The Arctic traveler sees the auroral displays as faint curtains of blue-green light stretching across the sky. Sometimes stationary, sometimes slowly swaying back and forth as from a light breeze. Often with considerable detail, where distinct columns of light stretch upward the entire height of the curtain. Features are sometimes so clear and sharp, these curtains appear to be only a few miles away. Our view is somewhat that of an ant looking up at the curtains of a huge stage.
But when we look at the subject in more detail, we find that the bottoms of these majestic curtains are some 100 km above us. The tops of the curtains stretch upwards yet another some 200 to 300 km. The aurora is the largest terrestrial structure we can see from the surface of the earth. And a curtain or series of curtains can extend from the eastern horizon to the western horizon. Satellite studies have photographed a single curtain stretching from Alaska to Hudson Bay, literally across the entire North American continent.

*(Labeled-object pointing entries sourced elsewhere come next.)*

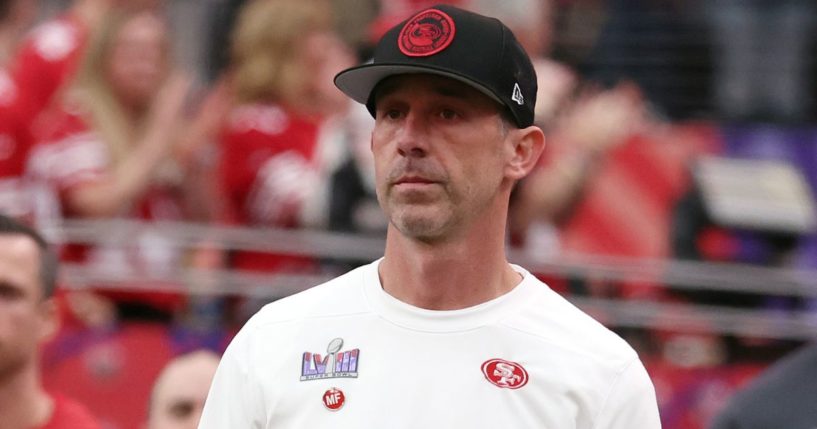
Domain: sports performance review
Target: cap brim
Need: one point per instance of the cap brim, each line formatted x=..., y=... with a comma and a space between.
x=358, y=82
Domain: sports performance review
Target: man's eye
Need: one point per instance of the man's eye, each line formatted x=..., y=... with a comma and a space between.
x=448, y=114
x=392, y=114
x=181, y=409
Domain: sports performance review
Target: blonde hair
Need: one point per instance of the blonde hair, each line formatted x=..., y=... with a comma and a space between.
x=265, y=48
x=92, y=92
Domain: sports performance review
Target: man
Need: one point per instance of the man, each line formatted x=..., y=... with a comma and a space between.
x=442, y=332
x=28, y=317
x=180, y=390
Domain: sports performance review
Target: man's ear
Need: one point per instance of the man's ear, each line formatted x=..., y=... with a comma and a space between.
x=527, y=145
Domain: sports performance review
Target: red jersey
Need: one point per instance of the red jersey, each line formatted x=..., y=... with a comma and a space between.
x=268, y=172
x=71, y=154
x=46, y=60
x=69, y=414
x=17, y=195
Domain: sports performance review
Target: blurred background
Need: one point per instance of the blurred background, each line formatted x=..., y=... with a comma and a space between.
x=193, y=161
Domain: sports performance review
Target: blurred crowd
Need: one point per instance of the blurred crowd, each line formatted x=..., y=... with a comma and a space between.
x=100, y=121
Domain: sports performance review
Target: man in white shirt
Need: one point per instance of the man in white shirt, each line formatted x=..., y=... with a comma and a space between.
x=442, y=332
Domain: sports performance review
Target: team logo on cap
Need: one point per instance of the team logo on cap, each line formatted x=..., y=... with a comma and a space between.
x=427, y=33
x=517, y=95
x=504, y=374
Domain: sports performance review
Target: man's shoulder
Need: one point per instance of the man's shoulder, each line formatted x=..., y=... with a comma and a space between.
x=339, y=297
x=552, y=319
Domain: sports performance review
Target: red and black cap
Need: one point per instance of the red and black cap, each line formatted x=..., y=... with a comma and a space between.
x=448, y=41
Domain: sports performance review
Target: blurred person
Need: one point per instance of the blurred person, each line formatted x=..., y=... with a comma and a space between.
x=51, y=52
x=276, y=143
x=180, y=390
x=781, y=397
x=29, y=318
x=442, y=329
x=120, y=124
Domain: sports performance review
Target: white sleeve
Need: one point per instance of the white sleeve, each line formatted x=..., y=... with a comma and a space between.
x=631, y=402
x=235, y=399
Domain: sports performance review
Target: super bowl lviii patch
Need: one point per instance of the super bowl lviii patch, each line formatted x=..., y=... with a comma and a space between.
x=336, y=363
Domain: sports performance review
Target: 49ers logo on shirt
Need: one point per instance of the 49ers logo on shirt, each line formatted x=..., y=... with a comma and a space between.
x=427, y=33
x=505, y=374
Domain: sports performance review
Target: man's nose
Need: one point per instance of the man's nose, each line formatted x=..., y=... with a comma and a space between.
x=412, y=137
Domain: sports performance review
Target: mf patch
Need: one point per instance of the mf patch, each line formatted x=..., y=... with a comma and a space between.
x=335, y=364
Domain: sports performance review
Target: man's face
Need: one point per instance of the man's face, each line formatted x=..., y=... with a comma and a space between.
x=440, y=150
x=24, y=314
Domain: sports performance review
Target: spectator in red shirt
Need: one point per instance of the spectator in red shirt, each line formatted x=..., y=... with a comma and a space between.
x=28, y=318
x=15, y=196
x=51, y=52
x=273, y=167
x=109, y=151
x=179, y=392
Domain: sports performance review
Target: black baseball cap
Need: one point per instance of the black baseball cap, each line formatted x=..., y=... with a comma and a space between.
x=448, y=41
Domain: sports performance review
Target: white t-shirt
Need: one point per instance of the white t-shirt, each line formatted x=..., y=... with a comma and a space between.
x=346, y=354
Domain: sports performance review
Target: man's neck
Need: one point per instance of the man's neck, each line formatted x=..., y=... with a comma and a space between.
x=23, y=403
x=447, y=276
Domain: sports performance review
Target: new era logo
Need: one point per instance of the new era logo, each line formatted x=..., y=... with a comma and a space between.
x=517, y=95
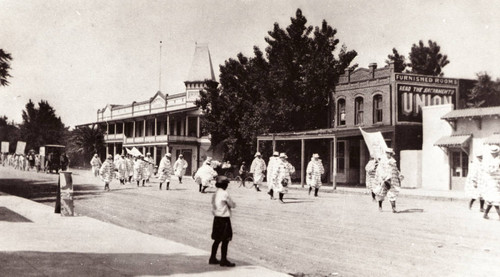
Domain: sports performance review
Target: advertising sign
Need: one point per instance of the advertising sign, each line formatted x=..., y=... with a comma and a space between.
x=5, y=147
x=411, y=99
x=21, y=145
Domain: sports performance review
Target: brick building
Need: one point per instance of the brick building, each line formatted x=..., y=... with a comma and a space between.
x=374, y=99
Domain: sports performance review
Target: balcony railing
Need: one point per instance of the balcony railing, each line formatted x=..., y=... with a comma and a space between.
x=114, y=137
x=148, y=139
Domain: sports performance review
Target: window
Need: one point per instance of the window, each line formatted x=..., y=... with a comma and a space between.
x=358, y=110
x=377, y=108
x=340, y=156
x=459, y=163
x=341, y=112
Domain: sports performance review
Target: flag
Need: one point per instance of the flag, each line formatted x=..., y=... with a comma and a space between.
x=375, y=143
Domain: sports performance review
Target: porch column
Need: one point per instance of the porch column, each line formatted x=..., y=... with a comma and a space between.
x=274, y=143
x=334, y=163
x=302, y=153
x=154, y=154
x=156, y=128
x=168, y=125
x=198, y=127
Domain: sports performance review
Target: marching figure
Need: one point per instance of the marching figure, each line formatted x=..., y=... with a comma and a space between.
x=180, y=167
x=371, y=177
x=257, y=168
x=314, y=171
x=222, y=231
x=107, y=170
x=274, y=160
x=474, y=184
x=492, y=181
x=389, y=180
x=165, y=170
x=130, y=167
x=121, y=165
x=139, y=170
x=282, y=178
x=148, y=167
x=205, y=174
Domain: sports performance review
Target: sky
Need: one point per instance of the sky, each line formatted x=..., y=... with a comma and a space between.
x=81, y=55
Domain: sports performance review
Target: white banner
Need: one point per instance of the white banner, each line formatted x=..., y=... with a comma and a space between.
x=21, y=145
x=134, y=152
x=375, y=143
x=5, y=147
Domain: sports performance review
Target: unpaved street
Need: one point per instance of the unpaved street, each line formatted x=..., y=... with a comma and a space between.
x=335, y=234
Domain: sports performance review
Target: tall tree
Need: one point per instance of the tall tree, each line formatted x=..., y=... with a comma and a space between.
x=5, y=59
x=83, y=142
x=285, y=89
x=427, y=60
x=485, y=93
x=398, y=60
x=41, y=125
x=9, y=132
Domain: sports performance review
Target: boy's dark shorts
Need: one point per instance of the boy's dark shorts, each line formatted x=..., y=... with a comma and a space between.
x=222, y=229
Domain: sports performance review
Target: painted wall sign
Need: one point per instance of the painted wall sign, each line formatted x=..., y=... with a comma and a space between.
x=425, y=79
x=411, y=99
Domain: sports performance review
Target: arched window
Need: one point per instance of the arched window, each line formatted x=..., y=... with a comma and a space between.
x=377, y=108
x=341, y=112
x=358, y=110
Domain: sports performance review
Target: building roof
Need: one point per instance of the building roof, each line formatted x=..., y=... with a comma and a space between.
x=201, y=67
x=474, y=112
x=493, y=139
x=455, y=140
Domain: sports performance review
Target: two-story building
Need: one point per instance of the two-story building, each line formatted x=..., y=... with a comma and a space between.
x=162, y=123
x=376, y=100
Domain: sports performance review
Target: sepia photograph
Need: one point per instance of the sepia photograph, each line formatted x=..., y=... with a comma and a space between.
x=258, y=138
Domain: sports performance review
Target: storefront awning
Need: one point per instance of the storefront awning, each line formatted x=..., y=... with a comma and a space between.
x=493, y=139
x=453, y=141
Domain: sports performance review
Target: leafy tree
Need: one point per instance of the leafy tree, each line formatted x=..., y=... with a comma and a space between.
x=41, y=125
x=427, y=60
x=84, y=142
x=285, y=89
x=5, y=59
x=485, y=93
x=398, y=60
x=9, y=132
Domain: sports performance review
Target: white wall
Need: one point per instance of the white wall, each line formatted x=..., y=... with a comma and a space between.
x=435, y=162
x=411, y=168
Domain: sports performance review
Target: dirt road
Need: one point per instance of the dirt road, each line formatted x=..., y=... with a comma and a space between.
x=332, y=235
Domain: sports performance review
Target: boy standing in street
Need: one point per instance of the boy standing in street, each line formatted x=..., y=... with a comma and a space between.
x=222, y=231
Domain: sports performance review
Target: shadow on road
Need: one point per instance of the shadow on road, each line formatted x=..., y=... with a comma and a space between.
x=411, y=211
x=103, y=264
x=43, y=190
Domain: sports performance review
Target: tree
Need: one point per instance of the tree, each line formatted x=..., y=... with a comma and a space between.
x=427, y=60
x=5, y=59
x=9, y=132
x=398, y=60
x=84, y=142
x=285, y=89
x=485, y=93
x=41, y=125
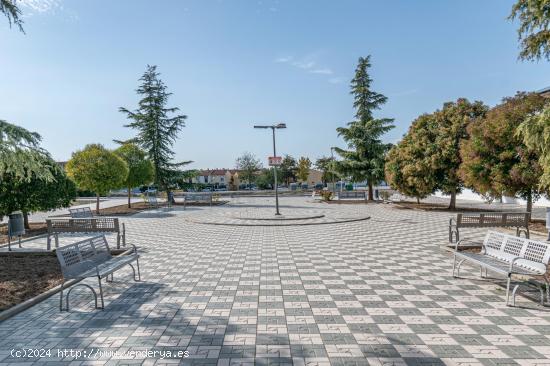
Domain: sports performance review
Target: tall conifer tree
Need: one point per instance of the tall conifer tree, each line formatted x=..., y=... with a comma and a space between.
x=157, y=125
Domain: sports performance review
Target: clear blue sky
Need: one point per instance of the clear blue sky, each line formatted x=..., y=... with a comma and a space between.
x=233, y=63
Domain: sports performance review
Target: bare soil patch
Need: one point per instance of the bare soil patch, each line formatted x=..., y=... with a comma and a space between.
x=25, y=275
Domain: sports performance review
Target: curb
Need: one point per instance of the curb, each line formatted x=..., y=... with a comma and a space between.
x=14, y=310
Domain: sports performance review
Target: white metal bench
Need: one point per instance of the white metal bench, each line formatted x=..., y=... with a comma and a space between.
x=351, y=194
x=89, y=225
x=519, y=220
x=92, y=258
x=197, y=197
x=81, y=212
x=151, y=201
x=508, y=255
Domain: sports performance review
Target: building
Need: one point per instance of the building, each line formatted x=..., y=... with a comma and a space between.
x=228, y=178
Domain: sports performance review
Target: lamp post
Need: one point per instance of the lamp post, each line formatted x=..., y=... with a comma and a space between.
x=273, y=128
x=332, y=172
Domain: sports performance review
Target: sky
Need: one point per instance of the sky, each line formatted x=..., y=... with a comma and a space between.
x=231, y=64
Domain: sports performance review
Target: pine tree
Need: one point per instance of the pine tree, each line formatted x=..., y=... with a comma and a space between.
x=365, y=157
x=157, y=127
x=10, y=9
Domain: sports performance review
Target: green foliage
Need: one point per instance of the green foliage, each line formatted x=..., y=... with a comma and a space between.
x=157, y=129
x=10, y=9
x=36, y=194
x=97, y=169
x=140, y=169
x=21, y=156
x=409, y=165
x=535, y=133
x=364, y=158
x=451, y=124
x=327, y=165
x=248, y=165
x=302, y=170
x=533, y=31
x=288, y=169
x=495, y=159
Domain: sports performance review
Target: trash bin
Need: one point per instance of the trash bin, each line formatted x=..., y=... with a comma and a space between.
x=16, y=227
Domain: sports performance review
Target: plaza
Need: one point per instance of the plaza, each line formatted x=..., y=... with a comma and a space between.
x=376, y=291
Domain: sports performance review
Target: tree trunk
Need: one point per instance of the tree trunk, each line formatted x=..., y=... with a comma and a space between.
x=26, y=220
x=530, y=202
x=371, y=195
x=452, y=204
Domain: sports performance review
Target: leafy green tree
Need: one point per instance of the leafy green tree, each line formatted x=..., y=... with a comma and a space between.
x=534, y=28
x=10, y=9
x=326, y=166
x=21, y=156
x=409, y=167
x=452, y=123
x=140, y=169
x=157, y=127
x=288, y=169
x=97, y=169
x=364, y=159
x=535, y=133
x=495, y=159
x=36, y=194
x=249, y=166
x=302, y=170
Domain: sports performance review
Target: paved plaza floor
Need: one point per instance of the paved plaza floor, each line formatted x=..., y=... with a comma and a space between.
x=369, y=292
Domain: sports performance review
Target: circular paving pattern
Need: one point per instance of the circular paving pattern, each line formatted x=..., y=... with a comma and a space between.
x=267, y=217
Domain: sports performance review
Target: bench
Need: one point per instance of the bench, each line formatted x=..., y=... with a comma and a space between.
x=197, y=197
x=351, y=194
x=92, y=258
x=81, y=212
x=151, y=201
x=519, y=220
x=93, y=225
x=508, y=255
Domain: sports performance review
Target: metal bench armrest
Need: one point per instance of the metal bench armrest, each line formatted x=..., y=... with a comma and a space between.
x=461, y=241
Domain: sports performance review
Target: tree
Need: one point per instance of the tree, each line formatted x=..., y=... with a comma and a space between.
x=36, y=194
x=248, y=166
x=409, y=167
x=326, y=166
x=157, y=129
x=264, y=180
x=534, y=28
x=495, y=159
x=21, y=156
x=140, y=169
x=288, y=169
x=365, y=156
x=10, y=9
x=302, y=171
x=452, y=123
x=535, y=133
x=97, y=169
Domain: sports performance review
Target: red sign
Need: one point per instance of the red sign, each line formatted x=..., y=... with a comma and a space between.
x=274, y=160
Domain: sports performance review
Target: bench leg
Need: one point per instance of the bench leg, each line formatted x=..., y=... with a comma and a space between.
x=508, y=289
x=100, y=294
x=513, y=296
x=61, y=297
x=457, y=268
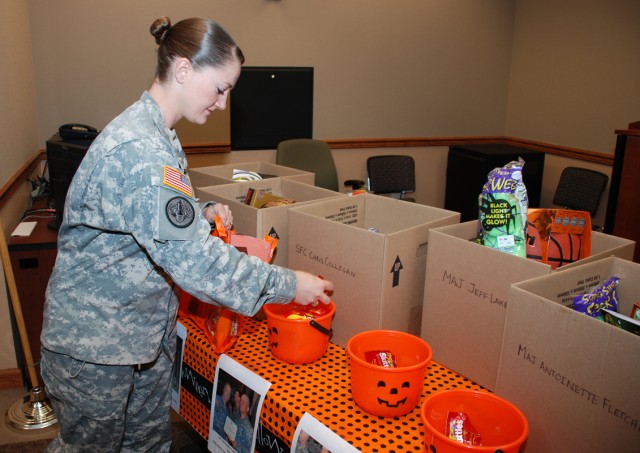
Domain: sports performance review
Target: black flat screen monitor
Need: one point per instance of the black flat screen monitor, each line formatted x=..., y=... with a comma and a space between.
x=271, y=104
x=63, y=159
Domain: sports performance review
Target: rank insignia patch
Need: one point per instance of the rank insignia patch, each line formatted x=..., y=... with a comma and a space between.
x=180, y=212
x=174, y=178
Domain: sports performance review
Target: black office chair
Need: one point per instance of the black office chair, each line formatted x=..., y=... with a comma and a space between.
x=580, y=189
x=392, y=175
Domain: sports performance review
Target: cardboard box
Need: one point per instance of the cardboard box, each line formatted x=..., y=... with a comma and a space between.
x=378, y=276
x=223, y=174
x=271, y=221
x=466, y=293
x=574, y=377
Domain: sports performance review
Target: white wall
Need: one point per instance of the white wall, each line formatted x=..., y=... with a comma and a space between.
x=575, y=71
x=382, y=68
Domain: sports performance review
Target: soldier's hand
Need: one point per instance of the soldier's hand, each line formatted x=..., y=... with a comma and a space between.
x=311, y=289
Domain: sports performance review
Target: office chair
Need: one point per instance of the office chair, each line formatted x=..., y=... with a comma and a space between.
x=580, y=189
x=392, y=176
x=314, y=156
x=309, y=155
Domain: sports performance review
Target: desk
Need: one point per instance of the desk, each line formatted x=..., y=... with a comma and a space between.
x=321, y=388
x=32, y=260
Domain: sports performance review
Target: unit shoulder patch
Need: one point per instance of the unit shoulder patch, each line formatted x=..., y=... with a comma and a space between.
x=180, y=212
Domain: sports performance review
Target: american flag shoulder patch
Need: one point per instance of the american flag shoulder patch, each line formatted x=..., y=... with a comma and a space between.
x=176, y=179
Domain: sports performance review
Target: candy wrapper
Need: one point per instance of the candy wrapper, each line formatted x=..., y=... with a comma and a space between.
x=503, y=206
x=307, y=311
x=221, y=326
x=603, y=296
x=558, y=236
x=384, y=359
x=460, y=429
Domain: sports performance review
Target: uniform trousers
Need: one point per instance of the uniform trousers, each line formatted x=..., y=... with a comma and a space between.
x=109, y=408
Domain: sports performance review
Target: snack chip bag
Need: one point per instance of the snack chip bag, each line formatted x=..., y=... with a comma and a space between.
x=503, y=206
x=603, y=296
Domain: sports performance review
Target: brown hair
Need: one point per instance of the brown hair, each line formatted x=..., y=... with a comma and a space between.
x=203, y=41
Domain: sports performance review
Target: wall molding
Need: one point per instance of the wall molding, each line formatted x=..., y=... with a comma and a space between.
x=30, y=166
x=10, y=378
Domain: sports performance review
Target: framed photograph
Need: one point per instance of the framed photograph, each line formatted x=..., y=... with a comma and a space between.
x=311, y=436
x=235, y=411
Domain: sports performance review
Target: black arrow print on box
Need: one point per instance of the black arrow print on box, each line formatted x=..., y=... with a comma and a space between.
x=395, y=270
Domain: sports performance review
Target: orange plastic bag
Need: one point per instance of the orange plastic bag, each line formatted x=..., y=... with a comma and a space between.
x=558, y=236
x=222, y=326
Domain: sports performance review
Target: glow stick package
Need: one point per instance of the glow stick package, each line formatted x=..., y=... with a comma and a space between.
x=503, y=206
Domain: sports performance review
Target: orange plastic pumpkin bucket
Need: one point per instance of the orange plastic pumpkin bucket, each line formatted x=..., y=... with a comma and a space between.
x=501, y=425
x=298, y=341
x=382, y=391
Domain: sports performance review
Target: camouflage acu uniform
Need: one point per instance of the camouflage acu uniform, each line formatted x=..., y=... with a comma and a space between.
x=132, y=227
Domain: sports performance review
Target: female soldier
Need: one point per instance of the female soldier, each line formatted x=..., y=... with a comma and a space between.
x=132, y=233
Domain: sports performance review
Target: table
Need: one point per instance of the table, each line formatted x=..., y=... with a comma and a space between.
x=321, y=389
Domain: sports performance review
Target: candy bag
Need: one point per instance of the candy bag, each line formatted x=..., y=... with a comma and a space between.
x=384, y=359
x=603, y=296
x=222, y=326
x=460, y=429
x=503, y=206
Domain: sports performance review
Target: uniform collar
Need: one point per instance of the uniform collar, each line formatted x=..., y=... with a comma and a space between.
x=169, y=134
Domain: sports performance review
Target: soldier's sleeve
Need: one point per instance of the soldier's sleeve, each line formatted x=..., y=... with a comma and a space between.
x=168, y=223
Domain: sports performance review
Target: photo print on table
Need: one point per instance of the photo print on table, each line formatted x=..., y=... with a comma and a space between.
x=311, y=436
x=235, y=411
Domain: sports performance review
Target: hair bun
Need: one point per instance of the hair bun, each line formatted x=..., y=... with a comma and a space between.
x=159, y=28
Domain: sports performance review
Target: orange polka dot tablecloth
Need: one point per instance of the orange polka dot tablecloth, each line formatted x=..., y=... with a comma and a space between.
x=321, y=388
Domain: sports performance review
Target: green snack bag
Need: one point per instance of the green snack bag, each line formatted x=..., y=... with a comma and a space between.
x=503, y=206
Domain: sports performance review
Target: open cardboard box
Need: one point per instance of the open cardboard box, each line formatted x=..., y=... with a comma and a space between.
x=223, y=174
x=466, y=293
x=378, y=276
x=574, y=377
x=271, y=221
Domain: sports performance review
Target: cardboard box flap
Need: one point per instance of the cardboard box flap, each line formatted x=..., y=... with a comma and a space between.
x=378, y=275
x=574, y=377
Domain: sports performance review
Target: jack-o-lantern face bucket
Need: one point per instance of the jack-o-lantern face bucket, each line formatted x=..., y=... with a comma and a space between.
x=382, y=391
x=298, y=341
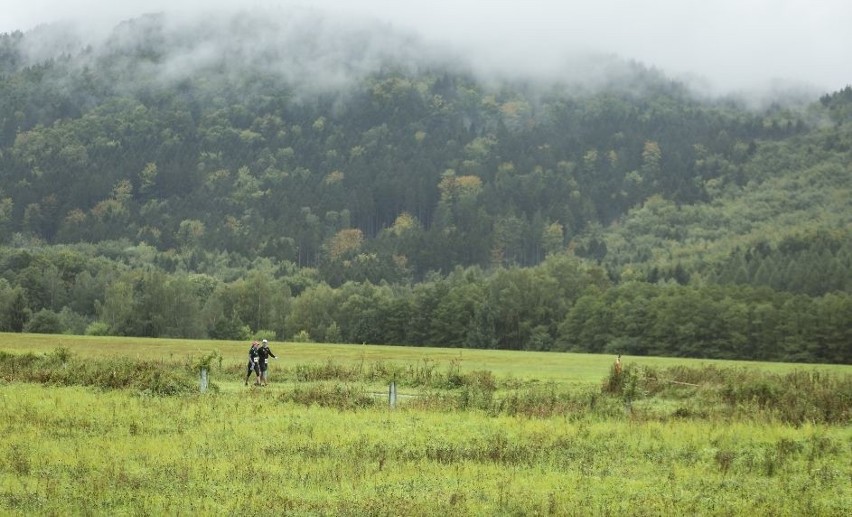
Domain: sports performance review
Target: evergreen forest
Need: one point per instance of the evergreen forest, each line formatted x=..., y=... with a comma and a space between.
x=305, y=180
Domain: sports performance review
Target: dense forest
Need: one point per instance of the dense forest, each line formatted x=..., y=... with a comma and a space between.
x=237, y=176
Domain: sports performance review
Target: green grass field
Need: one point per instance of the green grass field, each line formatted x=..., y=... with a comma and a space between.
x=547, y=366
x=483, y=433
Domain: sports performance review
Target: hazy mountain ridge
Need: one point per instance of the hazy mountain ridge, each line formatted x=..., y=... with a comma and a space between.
x=166, y=178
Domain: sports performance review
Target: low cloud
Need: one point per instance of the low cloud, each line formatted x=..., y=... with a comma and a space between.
x=727, y=45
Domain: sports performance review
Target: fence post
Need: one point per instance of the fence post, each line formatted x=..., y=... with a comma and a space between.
x=203, y=380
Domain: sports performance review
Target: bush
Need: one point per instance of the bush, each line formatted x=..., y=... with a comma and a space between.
x=97, y=328
x=44, y=321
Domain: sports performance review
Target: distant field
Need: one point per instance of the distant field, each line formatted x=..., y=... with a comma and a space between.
x=546, y=366
x=93, y=433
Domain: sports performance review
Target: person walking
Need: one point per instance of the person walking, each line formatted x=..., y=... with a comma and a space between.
x=264, y=353
x=254, y=363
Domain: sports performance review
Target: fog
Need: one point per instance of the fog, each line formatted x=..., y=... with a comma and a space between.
x=723, y=46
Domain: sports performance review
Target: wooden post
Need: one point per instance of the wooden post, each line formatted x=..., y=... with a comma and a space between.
x=392, y=394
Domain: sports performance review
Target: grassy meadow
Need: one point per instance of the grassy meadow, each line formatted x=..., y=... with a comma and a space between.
x=117, y=426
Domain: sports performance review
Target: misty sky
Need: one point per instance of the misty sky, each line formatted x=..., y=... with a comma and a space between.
x=723, y=44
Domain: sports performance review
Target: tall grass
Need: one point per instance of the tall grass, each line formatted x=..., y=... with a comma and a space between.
x=75, y=450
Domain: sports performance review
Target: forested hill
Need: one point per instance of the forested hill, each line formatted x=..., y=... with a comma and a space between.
x=323, y=153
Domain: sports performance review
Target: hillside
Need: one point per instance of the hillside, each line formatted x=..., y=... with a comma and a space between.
x=300, y=154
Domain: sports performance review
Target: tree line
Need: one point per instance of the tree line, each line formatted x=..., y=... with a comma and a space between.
x=563, y=304
x=416, y=205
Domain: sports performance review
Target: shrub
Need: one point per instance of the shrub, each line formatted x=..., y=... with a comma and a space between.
x=97, y=328
x=44, y=321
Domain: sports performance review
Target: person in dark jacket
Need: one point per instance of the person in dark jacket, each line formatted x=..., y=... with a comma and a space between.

But this magnificent visual display we see is really only a small, almost insignificant, side effect of the big show. Which starts out as a flux of subatomic particles flowing out from the sun, especially during solar flares. A very small fraction of those particles get caught by the earth's magnetic field. These particles are focused and spiral down along the earth's lines of magnetic force towards the North and South poles. As the particles come closer to the surface of the earth, the magnetic field becomes stronger and the spiral becomes tighter and tighter.
A basic law of physics is that changing the direction of motion of a charged particle in a magnetic field causes it to give off electromagnetic radiation - which in turn agitates some nitrogen atoms and they retaliate by radiating light at 5577 angstroms - hence the blue-green auroral signature color. Eventually the spiral becomes so tight something has to give and the particles get reflected and begin spiralling back up along the magnetic lines. They then cross the equator some 50,000 to 100,000 km up and then spiral back down toward the other pole where, a few minutes later, they perform the same frenetic dance and produce another similar spectacular display. After bouncing back and forth from pole to pole several times, and loosing a bit more energy each time, they fade away and let another group come in to continue the performance.